Daniel Straus, Vice President, ETFs & Financial Products Research, National Bank of Canada Financial Markets, thinks that ETFs will continue to outsell mutual funds for quite some time. Underpinning that belief is the fact that ETFs still have a relatively low market share ($160 billion to $170 billion) compared to mutual funds ($1.6 trillion), hovering around 10%. The other reason is that ETFs are naturally better suited to the new world of cost-conscious investing.
“There may be a lot of assets that are trapped in mutual funds that are just waiting for market sell-offs in the future for people to take stock of their portfolios, their positions, their asset allocations, and then redeploy when they’re feeling less fearful,” Straus predicts.

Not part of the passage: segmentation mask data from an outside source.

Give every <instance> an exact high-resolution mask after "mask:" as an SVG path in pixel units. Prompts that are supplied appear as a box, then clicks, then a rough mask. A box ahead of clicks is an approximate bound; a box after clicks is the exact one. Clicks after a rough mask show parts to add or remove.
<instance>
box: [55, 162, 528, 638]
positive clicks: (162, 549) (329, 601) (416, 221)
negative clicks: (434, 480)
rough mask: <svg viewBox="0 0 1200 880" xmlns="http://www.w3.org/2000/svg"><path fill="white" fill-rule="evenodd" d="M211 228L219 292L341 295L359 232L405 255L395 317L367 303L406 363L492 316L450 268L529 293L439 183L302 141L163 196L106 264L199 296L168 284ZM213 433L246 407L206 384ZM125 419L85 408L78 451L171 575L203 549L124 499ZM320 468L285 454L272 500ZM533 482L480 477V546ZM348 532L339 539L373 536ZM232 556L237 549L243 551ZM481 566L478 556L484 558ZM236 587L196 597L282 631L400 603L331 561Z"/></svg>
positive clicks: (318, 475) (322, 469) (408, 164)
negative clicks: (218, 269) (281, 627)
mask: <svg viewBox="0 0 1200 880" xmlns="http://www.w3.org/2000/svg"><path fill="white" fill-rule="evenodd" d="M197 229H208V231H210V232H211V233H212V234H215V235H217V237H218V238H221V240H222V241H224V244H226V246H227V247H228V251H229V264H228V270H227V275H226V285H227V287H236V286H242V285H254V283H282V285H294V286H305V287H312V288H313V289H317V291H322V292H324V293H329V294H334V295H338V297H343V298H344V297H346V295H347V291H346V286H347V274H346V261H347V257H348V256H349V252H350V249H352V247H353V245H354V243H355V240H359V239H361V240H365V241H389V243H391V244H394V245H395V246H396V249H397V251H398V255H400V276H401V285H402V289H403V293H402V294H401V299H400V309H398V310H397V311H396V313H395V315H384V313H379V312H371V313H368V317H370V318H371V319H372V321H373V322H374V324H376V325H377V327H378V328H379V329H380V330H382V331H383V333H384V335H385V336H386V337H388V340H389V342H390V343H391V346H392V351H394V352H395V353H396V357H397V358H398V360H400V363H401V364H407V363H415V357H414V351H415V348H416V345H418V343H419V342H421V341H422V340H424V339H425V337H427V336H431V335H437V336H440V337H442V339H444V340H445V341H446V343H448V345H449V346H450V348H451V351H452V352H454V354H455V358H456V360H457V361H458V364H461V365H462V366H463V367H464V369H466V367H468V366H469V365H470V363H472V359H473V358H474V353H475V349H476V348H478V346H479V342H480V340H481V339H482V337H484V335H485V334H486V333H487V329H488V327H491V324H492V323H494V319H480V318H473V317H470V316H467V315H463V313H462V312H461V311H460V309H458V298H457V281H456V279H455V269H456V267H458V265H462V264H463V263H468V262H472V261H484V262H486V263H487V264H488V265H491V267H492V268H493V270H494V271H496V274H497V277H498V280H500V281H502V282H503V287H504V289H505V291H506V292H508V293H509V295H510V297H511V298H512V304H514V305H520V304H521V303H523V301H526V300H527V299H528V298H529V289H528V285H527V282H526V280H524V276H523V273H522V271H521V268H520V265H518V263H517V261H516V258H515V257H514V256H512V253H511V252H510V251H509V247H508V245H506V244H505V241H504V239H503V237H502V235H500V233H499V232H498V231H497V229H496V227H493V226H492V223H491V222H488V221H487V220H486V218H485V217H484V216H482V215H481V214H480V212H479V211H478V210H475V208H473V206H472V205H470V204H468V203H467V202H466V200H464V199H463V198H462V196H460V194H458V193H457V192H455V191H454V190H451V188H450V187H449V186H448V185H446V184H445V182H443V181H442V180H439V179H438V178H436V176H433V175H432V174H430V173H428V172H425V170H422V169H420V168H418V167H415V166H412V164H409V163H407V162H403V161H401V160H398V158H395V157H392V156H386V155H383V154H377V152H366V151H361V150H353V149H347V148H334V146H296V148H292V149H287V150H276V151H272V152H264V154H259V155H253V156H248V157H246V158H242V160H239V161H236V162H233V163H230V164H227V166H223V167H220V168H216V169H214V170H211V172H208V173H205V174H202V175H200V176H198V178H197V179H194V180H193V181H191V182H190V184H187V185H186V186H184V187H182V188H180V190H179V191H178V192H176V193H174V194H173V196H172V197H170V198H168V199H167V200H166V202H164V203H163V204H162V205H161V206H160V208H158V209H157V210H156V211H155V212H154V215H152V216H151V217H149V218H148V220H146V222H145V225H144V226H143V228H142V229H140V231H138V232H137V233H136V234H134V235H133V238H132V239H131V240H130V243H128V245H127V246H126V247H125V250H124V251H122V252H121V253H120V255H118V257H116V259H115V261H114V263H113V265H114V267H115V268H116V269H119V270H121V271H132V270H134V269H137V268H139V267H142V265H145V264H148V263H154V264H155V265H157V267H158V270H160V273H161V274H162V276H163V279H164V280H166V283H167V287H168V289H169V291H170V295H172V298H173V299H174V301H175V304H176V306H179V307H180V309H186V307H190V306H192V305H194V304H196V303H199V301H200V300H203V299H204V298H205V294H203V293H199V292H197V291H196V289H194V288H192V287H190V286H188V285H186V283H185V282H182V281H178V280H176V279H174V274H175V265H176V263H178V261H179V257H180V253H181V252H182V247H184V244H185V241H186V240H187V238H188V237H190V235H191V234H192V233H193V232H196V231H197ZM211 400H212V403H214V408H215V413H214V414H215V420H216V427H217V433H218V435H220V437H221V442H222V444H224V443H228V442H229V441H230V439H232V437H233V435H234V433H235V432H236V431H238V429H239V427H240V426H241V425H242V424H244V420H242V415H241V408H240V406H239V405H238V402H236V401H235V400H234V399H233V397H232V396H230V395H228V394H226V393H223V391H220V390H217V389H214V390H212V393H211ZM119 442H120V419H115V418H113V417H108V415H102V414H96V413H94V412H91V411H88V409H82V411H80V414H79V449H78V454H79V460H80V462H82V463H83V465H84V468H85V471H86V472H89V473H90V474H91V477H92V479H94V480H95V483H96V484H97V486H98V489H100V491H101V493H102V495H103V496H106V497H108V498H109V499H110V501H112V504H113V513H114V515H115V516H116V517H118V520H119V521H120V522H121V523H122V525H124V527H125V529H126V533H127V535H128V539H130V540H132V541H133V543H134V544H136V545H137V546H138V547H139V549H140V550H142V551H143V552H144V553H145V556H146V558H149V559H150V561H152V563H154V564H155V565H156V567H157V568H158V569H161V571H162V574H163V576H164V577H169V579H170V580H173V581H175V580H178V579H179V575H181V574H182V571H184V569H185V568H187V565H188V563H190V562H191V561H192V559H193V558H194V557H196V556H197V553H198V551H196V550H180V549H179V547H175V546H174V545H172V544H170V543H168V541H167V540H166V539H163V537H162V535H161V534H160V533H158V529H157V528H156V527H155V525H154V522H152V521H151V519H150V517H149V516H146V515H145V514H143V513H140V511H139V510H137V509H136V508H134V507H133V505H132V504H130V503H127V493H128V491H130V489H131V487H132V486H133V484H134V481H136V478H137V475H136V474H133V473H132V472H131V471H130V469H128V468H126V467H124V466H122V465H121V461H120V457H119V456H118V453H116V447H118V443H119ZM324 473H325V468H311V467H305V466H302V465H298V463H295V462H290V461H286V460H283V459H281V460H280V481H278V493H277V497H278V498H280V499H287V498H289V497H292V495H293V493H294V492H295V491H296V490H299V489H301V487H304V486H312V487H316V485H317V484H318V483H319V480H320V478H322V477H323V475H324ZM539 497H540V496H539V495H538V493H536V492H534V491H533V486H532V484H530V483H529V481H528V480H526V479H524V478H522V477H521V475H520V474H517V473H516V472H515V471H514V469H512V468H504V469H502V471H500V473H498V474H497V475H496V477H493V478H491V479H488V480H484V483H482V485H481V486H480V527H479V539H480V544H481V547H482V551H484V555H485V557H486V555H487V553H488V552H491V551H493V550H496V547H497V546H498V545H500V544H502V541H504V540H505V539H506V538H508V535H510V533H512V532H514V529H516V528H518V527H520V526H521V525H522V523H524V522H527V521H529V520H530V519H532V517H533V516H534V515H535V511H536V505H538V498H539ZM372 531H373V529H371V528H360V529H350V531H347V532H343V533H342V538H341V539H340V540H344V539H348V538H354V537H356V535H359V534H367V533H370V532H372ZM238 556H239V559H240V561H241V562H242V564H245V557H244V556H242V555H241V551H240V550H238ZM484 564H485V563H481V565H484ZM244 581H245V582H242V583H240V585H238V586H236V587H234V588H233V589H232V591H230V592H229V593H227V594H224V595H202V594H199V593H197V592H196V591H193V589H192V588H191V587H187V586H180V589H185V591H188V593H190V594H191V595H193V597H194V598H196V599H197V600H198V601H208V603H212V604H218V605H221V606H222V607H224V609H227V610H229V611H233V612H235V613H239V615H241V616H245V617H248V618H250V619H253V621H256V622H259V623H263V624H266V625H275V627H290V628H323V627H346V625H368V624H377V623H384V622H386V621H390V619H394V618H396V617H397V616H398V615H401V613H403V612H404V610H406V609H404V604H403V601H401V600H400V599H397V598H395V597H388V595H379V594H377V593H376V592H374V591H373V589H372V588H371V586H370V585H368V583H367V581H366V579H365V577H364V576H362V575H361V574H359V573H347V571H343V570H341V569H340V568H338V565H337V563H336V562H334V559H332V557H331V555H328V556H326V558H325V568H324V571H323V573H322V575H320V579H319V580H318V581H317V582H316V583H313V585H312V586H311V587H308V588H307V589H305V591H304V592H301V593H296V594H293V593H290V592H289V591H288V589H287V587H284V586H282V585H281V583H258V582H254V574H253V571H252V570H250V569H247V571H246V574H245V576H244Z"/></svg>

In the long term, Straus does believe that there will be a saturation point and that mutual funds and ETFs will reach parity.
“Where that equilibrium point exactly is, I’m not exactly sure – it would make sense if it would be 50-50 or something like that,” he explains.

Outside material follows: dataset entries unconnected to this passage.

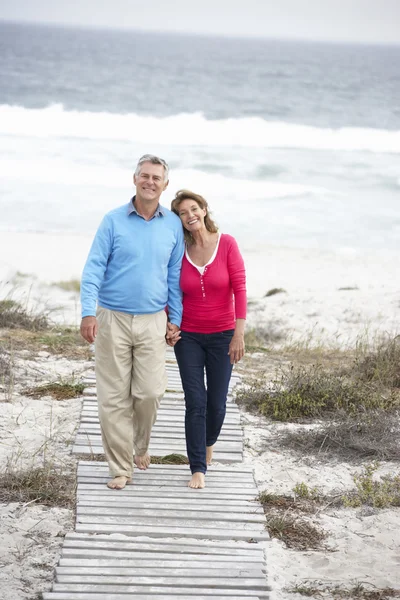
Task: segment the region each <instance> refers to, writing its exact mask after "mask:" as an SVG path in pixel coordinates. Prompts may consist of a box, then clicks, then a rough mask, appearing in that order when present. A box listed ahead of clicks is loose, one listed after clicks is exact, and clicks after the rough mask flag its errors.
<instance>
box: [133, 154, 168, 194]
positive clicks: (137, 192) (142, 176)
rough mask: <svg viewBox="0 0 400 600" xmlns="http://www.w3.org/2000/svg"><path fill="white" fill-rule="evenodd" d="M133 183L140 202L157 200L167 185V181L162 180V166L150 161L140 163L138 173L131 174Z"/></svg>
mask: <svg viewBox="0 0 400 600" xmlns="http://www.w3.org/2000/svg"><path fill="white" fill-rule="evenodd" d="M133 183H134V184H135V186H136V196H137V197H138V198H140V200H141V201H142V202H155V201H156V200H157V201H158V200H159V198H160V196H161V194H162V193H163V191H164V190H165V188H166V187H167V185H168V181H164V167H163V166H162V165H153V163H151V162H145V163H143V164H142V165H141V167H140V173H139V175H137V176H136V175H134V176H133Z"/></svg>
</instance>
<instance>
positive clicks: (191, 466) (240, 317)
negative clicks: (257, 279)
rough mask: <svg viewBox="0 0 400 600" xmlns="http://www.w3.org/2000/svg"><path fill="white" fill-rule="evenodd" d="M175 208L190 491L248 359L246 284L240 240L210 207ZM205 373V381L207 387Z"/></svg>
mask: <svg viewBox="0 0 400 600" xmlns="http://www.w3.org/2000/svg"><path fill="white" fill-rule="evenodd" d="M171 209H172V211H173V212H175V213H176V214H177V215H178V216H179V217H180V219H181V221H182V225H183V228H184V234H185V239H186V250H185V255H184V257H183V262H182V271H181V279H180V285H181V289H182V292H183V317H182V324H181V332H180V337H178V336H177V335H176V336H175V337H173V336H172V337H171V338H170V345H174V349H175V355H176V359H177V361H178V365H179V371H180V374H181V379H182V385H183V389H184V392H185V403H186V415H185V432H186V447H187V453H188V458H189V463H190V469H191V472H192V478H191V480H190V482H189V484H188V485H189V487H191V488H204V486H205V474H206V471H207V465H209V464H210V463H211V460H212V454H213V447H214V444H215V442H216V441H217V439H218V436H219V433H220V431H221V427H222V424H223V422H224V418H225V412H226V397H227V393H228V385H229V380H230V377H231V373H232V365H233V364H234V363H237V362H238V361H239V360H240V359H241V358H242V357H243V354H244V324H245V318H246V305H247V301H246V277H245V268H244V263H243V258H242V256H241V254H240V252H239V248H238V246H237V243H236V241H235V239H234V238H233V237H232V236H230V235H227V234H223V233H222V234H221V233H219V231H218V229H217V227H216V225H215V223H214V222H213V221H212V219H211V217H210V214H209V211H208V205H207V202H206V200H205V199H204V198H203V197H202V196H199V195H198V194H194V193H193V192H190V191H188V190H180V191H179V192H177V194H176V196H175V198H174V200H173V201H172V204H171ZM204 369H205V372H206V381H207V384H206V385H205V382H204Z"/></svg>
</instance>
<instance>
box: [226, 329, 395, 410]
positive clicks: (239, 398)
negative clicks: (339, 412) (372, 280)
mask: <svg viewBox="0 0 400 600" xmlns="http://www.w3.org/2000/svg"><path fill="white" fill-rule="evenodd" d="M343 358H344V357H343ZM347 360H348V358H347ZM399 373H400V344H399V342H398V338H395V340H389V341H387V342H386V343H385V345H381V346H380V347H379V348H378V349H377V350H376V352H374V353H369V354H368V355H366V356H360V353H358V355H356V359H355V362H354V365H353V368H352V369H349V368H348V366H347V364H346V366H345V367H343V366H340V365H339V366H335V367H334V368H333V369H332V368H329V366H322V365H321V364H319V363H318V364H308V365H293V364H292V365H291V366H290V367H289V368H282V369H281V370H280V372H279V374H277V376H276V377H275V379H273V380H272V381H267V379H266V378H264V377H258V378H255V379H253V381H251V382H250V385H249V386H248V388H247V389H242V390H241V391H239V393H238V394H237V400H238V402H240V403H241V404H243V405H244V406H245V407H246V408H248V409H249V410H252V411H255V412H259V413H261V414H262V415H264V416H266V417H269V418H271V419H274V420H277V421H301V420H304V419H308V420H309V419H316V418H327V417H332V416H336V415H337V413H338V411H343V412H344V413H346V414H348V415H358V414H363V413H365V412H369V411H377V410H384V411H388V412H390V411H393V412H394V411H395V410H396V409H398V408H400V393H399V389H398V384H399V379H398V378H399V377H400V374H399Z"/></svg>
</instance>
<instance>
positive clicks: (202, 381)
mask: <svg viewBox="0 0 400 600" xmlns="http://www.w3.org/2000/svg"><path fill="white" fill-rule="evenodd" d="M233 333H234V330H233V329H229V330H227V331H220V332H218V333H190V332H188V331H182V332H181V338H182V339H180V340H179V342H178V343H177V344H176V346H175V355H176V359H177V361H178V365H179V371H180V374H181V379H182V386H183V391H184V393H185V404H186V414H185V433H186V449H187V454H188V459H189V463H190V470H191V471H192V473H205V472H206V471H207V463H206V446H213V445H214V444H215V442H216V441H217V439H218V436H219V433H220V431H221V427H222V424H223V422H224V419H225V413H226V396H227V394H228V385H229V380H230V378H231V373H232V365H231V362H230V358H229V355H228V350H229V344H230V341H231V339H232V336H233ZM204 369H205V372H206V381H207V384H205V382H204Z"/></svg>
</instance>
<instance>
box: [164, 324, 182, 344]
mask: <svg viewBox="0 0 400 600" xmlns="http://www.w3.org/2000/svg"><path fill="white" fill-rule="evenodd" d="M180 332H181V331H180V329H179V327H178V325H174V324H173V323H170V322H169V321H168V323H167V333H166V334H165V339H166V340H167V344H168V346H175V344H176V342H178V341H179V340H180V339H181V336H180V335H179V334H180Z"/></svg>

Although ETFs have gained traction among institutional clients, the reality is that ETF investing in Canada is still retail-dominated. According to data from Strategic Insight, 60% of ETF assets in the country are held by retail investors (either full-service brokers or self-directed investors) while only 40% are held by institutions. However, Straus does expect to see a greater proportion of institutional participation within the fixed-income space.
“Between institutional and retail investors alike, the natural advantage posed by fixed-income ETFs relative to directly investing in the cash bond market [is] the fact that you get very transparent posting, instantaneous liquidity and even diversification – those elements, I believe, will still make fixed income a very popular asset class in both bull and bear markets going forward,” he said.

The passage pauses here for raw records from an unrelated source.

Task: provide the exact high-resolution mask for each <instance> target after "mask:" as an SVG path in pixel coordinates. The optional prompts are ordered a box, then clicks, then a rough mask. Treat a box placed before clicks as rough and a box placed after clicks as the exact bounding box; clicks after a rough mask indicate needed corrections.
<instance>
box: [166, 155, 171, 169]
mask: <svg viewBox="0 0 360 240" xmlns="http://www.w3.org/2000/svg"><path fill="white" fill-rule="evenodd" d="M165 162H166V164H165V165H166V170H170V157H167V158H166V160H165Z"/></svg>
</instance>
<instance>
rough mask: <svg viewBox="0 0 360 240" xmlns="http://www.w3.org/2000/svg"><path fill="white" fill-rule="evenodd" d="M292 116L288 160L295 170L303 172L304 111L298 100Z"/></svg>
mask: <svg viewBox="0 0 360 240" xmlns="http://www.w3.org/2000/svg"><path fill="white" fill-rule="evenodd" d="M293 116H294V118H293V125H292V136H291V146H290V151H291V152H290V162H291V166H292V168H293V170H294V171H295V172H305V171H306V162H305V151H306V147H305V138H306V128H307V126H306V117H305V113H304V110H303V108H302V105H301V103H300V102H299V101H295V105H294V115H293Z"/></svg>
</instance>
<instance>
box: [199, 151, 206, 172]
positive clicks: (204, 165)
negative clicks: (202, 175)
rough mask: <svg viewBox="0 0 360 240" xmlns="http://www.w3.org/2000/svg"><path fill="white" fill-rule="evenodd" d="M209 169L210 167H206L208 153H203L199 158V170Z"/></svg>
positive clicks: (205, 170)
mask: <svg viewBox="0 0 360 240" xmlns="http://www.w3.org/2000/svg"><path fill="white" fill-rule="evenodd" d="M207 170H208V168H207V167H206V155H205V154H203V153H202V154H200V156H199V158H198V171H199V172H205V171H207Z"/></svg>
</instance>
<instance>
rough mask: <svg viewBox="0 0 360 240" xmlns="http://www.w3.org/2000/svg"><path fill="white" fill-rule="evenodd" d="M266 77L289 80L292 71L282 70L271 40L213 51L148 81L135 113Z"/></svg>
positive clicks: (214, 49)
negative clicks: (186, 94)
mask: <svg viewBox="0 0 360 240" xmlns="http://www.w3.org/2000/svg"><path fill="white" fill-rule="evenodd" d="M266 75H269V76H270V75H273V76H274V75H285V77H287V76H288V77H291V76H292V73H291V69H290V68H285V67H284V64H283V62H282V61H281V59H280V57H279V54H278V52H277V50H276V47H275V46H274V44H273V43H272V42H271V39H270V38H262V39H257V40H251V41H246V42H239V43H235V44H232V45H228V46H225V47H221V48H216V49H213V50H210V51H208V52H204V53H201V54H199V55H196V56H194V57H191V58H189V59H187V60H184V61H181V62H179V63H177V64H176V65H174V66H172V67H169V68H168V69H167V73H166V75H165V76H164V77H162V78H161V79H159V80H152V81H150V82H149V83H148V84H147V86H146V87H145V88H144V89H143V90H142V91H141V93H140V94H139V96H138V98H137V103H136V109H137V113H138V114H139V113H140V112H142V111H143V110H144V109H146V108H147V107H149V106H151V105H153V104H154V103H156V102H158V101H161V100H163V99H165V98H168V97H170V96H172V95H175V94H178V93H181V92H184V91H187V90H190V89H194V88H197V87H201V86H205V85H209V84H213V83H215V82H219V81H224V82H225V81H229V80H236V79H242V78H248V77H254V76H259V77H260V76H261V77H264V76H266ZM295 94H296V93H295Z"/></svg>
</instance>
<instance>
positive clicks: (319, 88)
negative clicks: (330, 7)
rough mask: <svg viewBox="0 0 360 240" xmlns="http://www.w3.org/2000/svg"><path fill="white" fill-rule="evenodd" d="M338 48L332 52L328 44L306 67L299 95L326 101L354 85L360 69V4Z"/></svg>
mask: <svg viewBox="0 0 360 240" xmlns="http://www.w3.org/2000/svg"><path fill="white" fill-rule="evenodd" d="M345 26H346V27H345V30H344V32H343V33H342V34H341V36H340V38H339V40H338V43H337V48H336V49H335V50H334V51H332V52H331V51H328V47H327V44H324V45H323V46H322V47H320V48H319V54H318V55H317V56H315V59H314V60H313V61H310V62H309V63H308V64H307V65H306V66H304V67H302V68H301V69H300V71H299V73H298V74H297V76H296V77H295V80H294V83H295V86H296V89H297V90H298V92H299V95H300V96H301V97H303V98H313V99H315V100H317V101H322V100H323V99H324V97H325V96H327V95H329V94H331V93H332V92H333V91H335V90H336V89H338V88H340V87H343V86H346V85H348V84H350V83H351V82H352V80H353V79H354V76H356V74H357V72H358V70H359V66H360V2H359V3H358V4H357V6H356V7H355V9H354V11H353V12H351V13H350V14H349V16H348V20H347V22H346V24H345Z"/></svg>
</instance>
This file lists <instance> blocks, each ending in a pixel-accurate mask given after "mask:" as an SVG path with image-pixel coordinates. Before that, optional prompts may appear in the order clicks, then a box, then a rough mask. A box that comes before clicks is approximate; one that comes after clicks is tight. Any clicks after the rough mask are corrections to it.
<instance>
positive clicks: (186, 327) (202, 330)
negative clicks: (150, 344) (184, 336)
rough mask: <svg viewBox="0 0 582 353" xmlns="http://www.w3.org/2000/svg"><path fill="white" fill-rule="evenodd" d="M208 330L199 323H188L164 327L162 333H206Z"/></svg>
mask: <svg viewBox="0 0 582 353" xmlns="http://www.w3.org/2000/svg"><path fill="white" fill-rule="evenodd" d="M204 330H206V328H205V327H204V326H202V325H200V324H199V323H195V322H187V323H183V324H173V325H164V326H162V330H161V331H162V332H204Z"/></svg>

“Actively managed fixed-income ETFs can make sense as a component of a portfolio because they’ll be managed by experienced bond traders and managers who are making it their job to analyze the bond market on a daily basis, analyze the path of rates, the yield curve, comments from central bankers, in addition to trading on inventory and using all the means of sophisticated bond tests to execute on behalf of clients very effectively, whereas doing these as a do-it-yourself investor can be quite challenging.”